Last July, an apartment in the Grenoble suburb of La Villeneuve caught on fire and quickly became an inescapable inferno of flames and smoke. Two young boys stood on the balcony, desperate to escape, but with no way out behind them. They had to jump.
In her description for the BBC, Myriam Lahouari examines the seven men who stood on the ground ready to catch them. These men were strangers to the boys, and to each other, but shared in their bravery — catching a child flying through the air like a cannonball is no mean feat, and several received injuries requiring surgery in the attempt.
Ten-year-old Sofiane is much bigger and heavier than his brother. Mouhsine, a former security forces officer with the Royal Palace in Rabat, looks up and tries to estimate. About 40 kilos, he guesses. He knows the force will be much more difficult to absorb.
Guelord is to his right, strong enough, Mouhsine reckons, that between them they can lock together to brace against the impact. He grabs the 29-year-old’s arm.
The men are worried – they can’t see Sofiane. But he soon reappears through the thickening smoke. He climbs through the open window to sit on the sill. His feet dangle over the edge, and he looks down at the ground.
The men wait. It seems like an eternity but it’s only a few seconds. Finally, he levers himself over the windowsill, hangs, then lets go.
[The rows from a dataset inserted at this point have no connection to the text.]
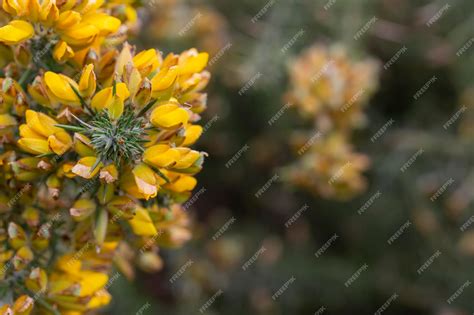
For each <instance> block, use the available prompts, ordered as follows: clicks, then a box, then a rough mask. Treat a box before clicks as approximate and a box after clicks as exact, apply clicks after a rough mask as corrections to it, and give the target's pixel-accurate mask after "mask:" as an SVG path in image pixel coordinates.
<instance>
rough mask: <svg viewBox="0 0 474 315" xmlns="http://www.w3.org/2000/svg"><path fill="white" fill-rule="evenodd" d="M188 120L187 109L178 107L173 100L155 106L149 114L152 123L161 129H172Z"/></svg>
mask: <svg viewBox="0 0 474 315" xmlns="http://www.w3.org/2000/svg"><path fill="white" fill-rule="evenodd" d="M188 120H189V114H188V112H187V110H185V109H184V108H182V107H180V106H179V105H178V104H177V103H175V102H168V103H166V104H163V105H160V106H158V107H156V108H155V109H154V110H153V111H152V113H151V116H150V121H151V123H152V124H153V125H155V126H156V127H159V128H163V129H174V128H179V127H181V126H183V125H185V124H186V123H187V122H188Z"/></svg>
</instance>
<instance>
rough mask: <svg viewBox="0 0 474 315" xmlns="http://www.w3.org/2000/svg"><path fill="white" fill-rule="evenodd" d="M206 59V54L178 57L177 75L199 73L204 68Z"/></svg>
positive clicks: (205, 65)
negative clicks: (183, 57) (178, 67)
mask: <svg viewBox="0 0 474 315" xmlns="http://www.w3.org/2000/svg"><path fill="white" fill-rule="evenodd" d="M208 59H209V54H208V53H199V54H197V55H194V54H191V55H190V56H186V57H185V58H181V56H180V60H179V74H180V75H186V74H193V73H198V72H201V71H202V70H203V69H204V68H205V67H206V65H207V61H208Z"/></svg>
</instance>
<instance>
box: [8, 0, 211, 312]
mask: <svg viewBox="0 0 474 315" xmlns="http://www.w3.org/2000/svg"><path fill="white" fill-rule="evenodd" d="M0 19H1V21H2V24H3V25H4V26H2V27H0V42H1V45H0V55H1V58H0V64H1V66H2V68H1V70H0V71H1V76H2V78H1V79H0V86H1V91H0V96H1V97H0V133H1V146H0V167H1V168H2V169H1V173H0V267H1V269H0V270H1V271H0V279H1V280H2V281H1V284H0V301H1V302H2V304H3V306H2V307H1V308H0V313H1V314H83V313H86V312H89V311H91V310H94V309H97V308H99V307H101V306H104V305H106V304H108V303H109V301H110V299H111V298H110V295H109V294H108V293H107V290H106V289H107V287H108V281H109V277H108V274H109V273H110V271H111V268H112V265H113V264H114V265H115V266H116V268H118V269H119V270H120V271H121V272H122V273H123V274H124V275H126V276H128V277H130V278H131V277H133V267H132V264H133V263H137V264H138V266H140V267H141V268H142V269H144V270H145V271H156V270H158V269H160V268H161V267H162V261H161V259H160V257H159V256H158V248H159V247H175V246H179V245H181V244H183V243H184V242H185V241H187V240H189V239H190V237H191V233H190V231H189V230H188V225H189V219H188V217H187V214H186V211H185V210H186V209H185V208H183V206H182V204H183V202H185V201H186V200H187V199H188V198H189V197H190V195H191V191H192V190H193V188H194V187H195V186H196V179H195V178H194V175H195V174H196V173H198V172H199V171H200V170H201V168H202V164H203V160H204V157H205V153H204V152H198V151H195V150H193V149H191V148H190V147H191V146H192V145H193V144H194V143H195V142H196V141H197V140H198V138H199V137H200V136H201V134H202V132H203V129H202V127H201V126H199V125H198V124H196V122H197V121H198V120H199V119H200V113H201V112H202V111H204V110H205V108H206V94H205V93H203V92H202V90H203V89H204V88H205V87H206V85H207V83H208V81H209V79H210V74H209V72H207V71H205V70H204V68H205V67H206V64H207V61H208V54H207V53H199V52H198V51H197V50H196V49H190V50H187V51H185V52H183V53H181V54H179V55H176V54H173V53H170V54H168V55H166V56H162V54H161V53H160V52H158V51H157V50H155V49H149V50H145V51H141V52H138V51H136V49H135V48H134V47H132V46H130V45H129V44H127V43H126V39H127V35H128V34H130V33H131V32H135V31H136V30H137V28H138V23H139V21H138V18H137V12H136V9H135V8H134V7H133V4H131V3H130V2H129V1H123V3H121V2H120V1H118V2H117V1H114V2H110V3H108V2H107V3H104V1H75V0H73V1H65V2H56V1H50V0H45V1H38V0H32V1H25V2H23V1H20V2H17V1H9V0H8V1H3V2H2V11H1V15H0Z"/></svg>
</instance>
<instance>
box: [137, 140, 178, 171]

His right foot strikes Mouhsine, his left foot Guelord. Both fall under the impact. Mouhsine screams in pain. The bone in his wrist looks deformed. Guelord realises he has broken his thumb. Walid has fractured his wrist, Lucas his hand. Bilal is thought to have broken a finger.
But Sofiane is unharmed. “He landed directly into our arms,” says Walid. Elyasse weeps in relief. “The two children were unscathed – it’s a miracle,” he reflects.
“We didn’t have much time to discuss and decide, everything was done by instinct,” adds Mouhsine.
The seven men are all from the local area, and their efforts, along with the dozens of other residents involved in the rescue effort, highlighted a real sense of community. Not many people realize that this camaraderie exists in La Villeneuve, an area with such a bad reputation that the address has become “so stigmatized that its young residents struggle to get a job.” Does this suburb deserve this image, or did “the catch” prove it to be something different? There is certainly a troubled history here — the men who saved the boys are all immigrants — on an estate that ten years previously erupted in violent rioting that provoked an anti-immigration speech by then French president Nicolas Sarkozy.
In the summer of 2010, a man from La Villeneuve was suspected of stealing from a local casino, and was killed in the police shoot-out that followed. His death triggered three nights of looting and arson in the area. A few days later Sarkozy made a hard-hitting and widely criticised security speech in Grenoble.
“We are seeing the consequences of 50 years of insufficiently controlled immigration, which have ended in the failure of integration,” he said. “We are so proud of our integration system. Perhaps we need to wake up? To see what it has produced. It worked. It doesn’t work any more.”
He called for foreign-born residents threatening the police to be stripped of their citizenship.